MP With the uncertain outcome of the adoption, do you feel the film is complete?
PB I don’t believe a documentary is ever complete, since our lives, the source of documentary, are never complete. But as you’ll see in the film, the story grew so that it became much larger than the story of the adoption. It encompassed the story of a woman at a crossroads, willing to risk her career by taking a strong stance with the SS series and away from her popular tableux of naked women. A woman willing to risk her marriage, and her happiness for the love of the twins. It highlighted this incredible artist at work, her drive, her practices, her singular vision. At times could be considered a profile but with a twist.
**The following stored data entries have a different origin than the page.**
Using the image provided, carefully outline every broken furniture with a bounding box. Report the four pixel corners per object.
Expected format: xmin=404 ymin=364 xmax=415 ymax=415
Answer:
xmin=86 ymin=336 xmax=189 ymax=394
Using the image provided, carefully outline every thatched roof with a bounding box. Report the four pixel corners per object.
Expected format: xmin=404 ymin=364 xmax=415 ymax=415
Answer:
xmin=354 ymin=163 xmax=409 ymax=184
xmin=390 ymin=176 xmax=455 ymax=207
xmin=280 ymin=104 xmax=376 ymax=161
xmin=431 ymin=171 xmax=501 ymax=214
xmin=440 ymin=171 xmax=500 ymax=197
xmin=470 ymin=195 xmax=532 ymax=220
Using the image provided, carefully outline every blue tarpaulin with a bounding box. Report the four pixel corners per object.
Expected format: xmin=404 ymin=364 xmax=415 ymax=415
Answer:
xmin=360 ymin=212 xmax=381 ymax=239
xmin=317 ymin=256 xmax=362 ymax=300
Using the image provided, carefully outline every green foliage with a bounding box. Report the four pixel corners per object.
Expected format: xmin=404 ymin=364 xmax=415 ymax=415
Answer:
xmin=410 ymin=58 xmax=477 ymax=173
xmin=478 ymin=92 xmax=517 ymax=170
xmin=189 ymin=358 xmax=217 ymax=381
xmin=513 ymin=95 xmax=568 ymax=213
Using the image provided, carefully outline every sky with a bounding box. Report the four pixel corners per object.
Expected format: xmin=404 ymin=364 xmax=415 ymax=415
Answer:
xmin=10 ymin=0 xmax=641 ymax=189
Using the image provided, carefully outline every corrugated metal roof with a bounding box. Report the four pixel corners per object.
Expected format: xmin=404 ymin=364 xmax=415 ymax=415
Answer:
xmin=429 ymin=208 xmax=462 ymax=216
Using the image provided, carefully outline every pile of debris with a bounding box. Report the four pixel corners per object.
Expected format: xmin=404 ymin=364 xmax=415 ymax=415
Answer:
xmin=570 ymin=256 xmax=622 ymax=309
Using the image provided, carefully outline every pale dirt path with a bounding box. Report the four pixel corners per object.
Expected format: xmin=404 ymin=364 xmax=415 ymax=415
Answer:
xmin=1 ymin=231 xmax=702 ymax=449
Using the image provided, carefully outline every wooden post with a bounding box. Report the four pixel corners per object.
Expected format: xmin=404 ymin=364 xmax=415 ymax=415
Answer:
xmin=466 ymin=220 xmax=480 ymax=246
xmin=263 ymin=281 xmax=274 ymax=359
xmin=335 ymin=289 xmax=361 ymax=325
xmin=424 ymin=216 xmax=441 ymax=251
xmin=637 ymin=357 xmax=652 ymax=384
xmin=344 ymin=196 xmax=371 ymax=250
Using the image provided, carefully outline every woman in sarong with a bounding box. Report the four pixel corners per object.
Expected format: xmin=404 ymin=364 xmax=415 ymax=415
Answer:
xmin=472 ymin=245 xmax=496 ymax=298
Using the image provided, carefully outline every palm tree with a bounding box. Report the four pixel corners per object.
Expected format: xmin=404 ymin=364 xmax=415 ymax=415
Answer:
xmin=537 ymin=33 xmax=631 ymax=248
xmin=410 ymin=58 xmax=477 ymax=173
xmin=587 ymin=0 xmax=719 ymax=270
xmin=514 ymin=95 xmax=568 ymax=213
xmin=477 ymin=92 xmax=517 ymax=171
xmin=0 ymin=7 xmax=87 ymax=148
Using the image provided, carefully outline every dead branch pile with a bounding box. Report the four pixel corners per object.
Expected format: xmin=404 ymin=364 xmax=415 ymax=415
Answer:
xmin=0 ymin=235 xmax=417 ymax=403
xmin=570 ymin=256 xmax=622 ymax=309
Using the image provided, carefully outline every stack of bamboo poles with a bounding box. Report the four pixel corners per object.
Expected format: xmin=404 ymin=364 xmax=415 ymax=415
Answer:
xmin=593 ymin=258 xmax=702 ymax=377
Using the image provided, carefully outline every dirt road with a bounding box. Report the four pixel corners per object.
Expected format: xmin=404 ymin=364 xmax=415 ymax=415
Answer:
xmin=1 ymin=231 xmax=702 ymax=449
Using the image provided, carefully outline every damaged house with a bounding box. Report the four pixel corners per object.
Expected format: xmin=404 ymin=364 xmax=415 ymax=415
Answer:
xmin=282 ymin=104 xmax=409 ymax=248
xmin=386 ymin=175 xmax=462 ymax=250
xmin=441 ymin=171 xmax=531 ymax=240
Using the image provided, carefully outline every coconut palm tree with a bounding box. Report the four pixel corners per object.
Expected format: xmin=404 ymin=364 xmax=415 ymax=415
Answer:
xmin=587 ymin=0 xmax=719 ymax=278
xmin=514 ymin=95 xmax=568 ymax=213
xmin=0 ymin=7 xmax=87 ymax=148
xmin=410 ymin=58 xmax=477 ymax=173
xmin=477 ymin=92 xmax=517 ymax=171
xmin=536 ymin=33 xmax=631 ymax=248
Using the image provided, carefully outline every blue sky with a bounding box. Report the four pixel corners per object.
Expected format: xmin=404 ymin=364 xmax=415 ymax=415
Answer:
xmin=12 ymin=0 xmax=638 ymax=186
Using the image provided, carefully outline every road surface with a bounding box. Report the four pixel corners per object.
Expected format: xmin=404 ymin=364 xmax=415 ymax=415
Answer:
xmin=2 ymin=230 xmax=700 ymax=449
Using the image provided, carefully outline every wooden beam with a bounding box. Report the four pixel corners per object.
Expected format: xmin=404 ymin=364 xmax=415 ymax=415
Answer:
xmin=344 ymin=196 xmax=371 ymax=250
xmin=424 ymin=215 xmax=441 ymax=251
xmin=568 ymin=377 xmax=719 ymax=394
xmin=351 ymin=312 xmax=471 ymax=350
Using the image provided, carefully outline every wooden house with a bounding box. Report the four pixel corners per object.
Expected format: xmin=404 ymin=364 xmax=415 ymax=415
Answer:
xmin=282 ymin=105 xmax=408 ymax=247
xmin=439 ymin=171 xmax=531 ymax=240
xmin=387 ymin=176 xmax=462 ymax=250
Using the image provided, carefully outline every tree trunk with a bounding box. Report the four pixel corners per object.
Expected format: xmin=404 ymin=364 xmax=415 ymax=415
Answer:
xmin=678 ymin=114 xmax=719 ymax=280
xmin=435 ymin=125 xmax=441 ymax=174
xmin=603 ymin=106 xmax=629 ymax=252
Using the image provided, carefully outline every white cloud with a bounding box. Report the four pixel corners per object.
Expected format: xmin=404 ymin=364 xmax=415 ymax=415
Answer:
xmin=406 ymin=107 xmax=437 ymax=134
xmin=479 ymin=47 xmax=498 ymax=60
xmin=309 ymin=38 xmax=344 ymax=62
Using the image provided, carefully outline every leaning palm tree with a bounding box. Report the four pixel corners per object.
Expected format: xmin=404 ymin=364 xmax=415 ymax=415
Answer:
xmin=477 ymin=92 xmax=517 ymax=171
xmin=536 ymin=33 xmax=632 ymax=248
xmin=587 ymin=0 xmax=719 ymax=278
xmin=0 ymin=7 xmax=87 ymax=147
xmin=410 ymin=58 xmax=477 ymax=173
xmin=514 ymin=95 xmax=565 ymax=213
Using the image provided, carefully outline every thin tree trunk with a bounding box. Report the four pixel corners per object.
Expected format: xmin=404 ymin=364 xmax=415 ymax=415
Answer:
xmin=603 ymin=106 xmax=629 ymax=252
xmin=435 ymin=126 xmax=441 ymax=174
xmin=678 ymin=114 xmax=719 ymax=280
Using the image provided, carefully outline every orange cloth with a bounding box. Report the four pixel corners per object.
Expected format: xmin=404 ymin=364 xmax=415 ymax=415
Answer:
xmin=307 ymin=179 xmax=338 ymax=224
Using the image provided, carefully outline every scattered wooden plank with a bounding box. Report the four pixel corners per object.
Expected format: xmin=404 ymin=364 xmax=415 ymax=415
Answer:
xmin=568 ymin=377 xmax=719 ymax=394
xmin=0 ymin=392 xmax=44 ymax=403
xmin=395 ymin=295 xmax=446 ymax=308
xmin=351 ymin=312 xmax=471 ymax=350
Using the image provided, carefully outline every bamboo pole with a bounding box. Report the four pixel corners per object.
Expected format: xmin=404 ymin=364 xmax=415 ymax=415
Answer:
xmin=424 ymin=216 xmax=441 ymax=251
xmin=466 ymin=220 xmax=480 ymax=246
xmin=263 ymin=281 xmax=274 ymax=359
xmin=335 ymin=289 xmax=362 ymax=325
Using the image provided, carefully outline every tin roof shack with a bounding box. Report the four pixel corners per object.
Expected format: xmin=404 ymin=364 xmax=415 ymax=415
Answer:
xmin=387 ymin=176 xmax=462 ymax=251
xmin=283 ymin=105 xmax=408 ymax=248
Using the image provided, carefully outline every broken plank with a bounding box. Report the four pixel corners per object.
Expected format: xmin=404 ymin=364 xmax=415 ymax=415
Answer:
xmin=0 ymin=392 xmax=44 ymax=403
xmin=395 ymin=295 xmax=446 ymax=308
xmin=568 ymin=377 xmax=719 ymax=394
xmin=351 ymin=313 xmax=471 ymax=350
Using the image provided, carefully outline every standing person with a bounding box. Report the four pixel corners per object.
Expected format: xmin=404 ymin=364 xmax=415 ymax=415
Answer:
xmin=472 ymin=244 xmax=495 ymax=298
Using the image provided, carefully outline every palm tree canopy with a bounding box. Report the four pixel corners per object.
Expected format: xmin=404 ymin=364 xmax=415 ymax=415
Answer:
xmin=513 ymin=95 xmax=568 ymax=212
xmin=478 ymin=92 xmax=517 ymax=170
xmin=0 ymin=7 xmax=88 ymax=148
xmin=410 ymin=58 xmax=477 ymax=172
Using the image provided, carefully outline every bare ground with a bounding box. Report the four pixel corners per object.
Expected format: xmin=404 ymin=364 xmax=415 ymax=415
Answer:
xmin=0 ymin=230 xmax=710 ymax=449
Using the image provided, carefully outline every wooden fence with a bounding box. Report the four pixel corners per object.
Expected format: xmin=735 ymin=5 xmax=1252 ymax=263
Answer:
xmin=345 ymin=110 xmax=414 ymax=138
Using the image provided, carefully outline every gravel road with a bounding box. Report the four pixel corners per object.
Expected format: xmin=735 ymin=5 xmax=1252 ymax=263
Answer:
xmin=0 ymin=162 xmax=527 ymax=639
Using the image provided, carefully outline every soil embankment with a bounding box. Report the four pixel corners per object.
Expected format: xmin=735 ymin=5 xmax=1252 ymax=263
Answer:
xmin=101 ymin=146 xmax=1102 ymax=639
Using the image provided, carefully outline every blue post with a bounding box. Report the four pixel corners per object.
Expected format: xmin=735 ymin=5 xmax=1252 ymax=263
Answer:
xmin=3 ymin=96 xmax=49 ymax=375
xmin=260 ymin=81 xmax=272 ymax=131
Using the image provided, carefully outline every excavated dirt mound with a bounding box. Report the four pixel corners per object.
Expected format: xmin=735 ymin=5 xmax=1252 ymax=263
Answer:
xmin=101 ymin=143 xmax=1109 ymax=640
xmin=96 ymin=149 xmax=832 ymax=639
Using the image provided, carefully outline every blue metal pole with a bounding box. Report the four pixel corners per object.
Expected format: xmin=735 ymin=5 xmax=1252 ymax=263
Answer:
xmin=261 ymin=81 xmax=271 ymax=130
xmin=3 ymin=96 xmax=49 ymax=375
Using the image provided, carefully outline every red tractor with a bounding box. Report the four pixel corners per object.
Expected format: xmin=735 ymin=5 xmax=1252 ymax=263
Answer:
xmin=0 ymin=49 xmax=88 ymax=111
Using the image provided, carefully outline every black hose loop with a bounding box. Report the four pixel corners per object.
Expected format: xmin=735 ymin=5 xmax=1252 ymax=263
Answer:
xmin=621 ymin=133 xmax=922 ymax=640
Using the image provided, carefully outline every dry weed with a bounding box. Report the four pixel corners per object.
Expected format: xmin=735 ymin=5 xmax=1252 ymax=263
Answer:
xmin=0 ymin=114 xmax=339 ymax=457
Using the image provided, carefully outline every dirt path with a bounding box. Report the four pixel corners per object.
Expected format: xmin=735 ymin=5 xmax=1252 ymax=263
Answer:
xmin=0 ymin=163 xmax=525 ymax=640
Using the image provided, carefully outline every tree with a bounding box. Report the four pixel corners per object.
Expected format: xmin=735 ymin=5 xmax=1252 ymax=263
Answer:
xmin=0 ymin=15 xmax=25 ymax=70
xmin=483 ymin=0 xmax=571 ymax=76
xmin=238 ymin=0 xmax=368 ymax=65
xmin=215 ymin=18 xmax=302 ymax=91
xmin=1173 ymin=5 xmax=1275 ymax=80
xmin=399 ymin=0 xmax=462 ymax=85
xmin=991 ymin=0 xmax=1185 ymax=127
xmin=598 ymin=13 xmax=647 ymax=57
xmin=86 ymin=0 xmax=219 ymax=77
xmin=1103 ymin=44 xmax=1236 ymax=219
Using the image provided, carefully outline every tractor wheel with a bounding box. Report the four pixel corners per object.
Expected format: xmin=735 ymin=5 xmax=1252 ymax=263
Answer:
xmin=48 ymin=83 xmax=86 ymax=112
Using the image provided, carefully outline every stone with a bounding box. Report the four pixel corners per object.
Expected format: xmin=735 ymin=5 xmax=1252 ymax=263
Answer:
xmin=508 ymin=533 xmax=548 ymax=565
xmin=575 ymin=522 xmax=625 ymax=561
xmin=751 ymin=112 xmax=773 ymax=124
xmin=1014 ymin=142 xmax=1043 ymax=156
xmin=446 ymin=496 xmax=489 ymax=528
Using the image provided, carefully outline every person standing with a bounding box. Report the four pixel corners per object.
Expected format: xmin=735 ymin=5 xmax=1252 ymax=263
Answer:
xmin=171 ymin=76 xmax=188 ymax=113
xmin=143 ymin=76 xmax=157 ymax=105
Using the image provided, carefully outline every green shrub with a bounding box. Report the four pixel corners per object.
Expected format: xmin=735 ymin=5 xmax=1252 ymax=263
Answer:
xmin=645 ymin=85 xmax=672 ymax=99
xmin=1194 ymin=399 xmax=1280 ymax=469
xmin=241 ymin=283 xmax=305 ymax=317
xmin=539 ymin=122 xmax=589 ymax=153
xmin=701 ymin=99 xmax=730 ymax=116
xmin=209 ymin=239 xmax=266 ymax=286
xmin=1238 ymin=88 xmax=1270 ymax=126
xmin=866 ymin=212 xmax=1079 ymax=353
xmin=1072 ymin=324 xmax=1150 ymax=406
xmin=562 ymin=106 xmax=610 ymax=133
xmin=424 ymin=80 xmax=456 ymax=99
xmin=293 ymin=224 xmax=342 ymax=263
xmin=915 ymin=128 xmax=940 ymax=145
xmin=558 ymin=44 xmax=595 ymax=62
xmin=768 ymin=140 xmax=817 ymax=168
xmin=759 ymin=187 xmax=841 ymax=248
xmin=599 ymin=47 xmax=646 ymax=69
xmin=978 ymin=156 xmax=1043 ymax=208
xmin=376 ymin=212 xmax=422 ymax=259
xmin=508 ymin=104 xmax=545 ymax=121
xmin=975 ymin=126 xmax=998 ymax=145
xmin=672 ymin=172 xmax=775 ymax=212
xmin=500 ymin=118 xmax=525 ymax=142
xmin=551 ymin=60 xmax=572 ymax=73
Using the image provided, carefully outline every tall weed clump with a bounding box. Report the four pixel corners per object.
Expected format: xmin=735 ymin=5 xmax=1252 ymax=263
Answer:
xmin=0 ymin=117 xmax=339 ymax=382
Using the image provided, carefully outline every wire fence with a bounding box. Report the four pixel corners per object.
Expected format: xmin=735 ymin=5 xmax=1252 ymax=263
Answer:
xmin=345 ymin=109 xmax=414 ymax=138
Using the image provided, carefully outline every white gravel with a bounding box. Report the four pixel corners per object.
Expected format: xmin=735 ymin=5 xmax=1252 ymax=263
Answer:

MP In addition to the footage from Sudan, you also accompanied Vanessa to the Venice Biennale to film her last performance, VB61 that was a commentary on the genocide in Sudan. How do you feel this performance was relevant to the film and her pursuit to adopt the twins?
PB I won’t give away the end of the film, but there is a realization, an actualization (I don’t understand what she means by actualization) in VB61 that I felt brought some rest, some conclusion to Vanessa’s sixteen-month journey that I filmed.
MP Whenever an artist finishes a project, there is always that damn question at the end: what’s next?
Ah yes. For me, I have a number of ideas. Here in New Zealand, one involves following a human rights abuse case between the government and local Maori (New Zealand’s indigenous peoples). I am also working on a number of international films including one that has long been mulled over, about redheads. Being a redhead myself I’ve always wanted to explore our little subgroup of earth.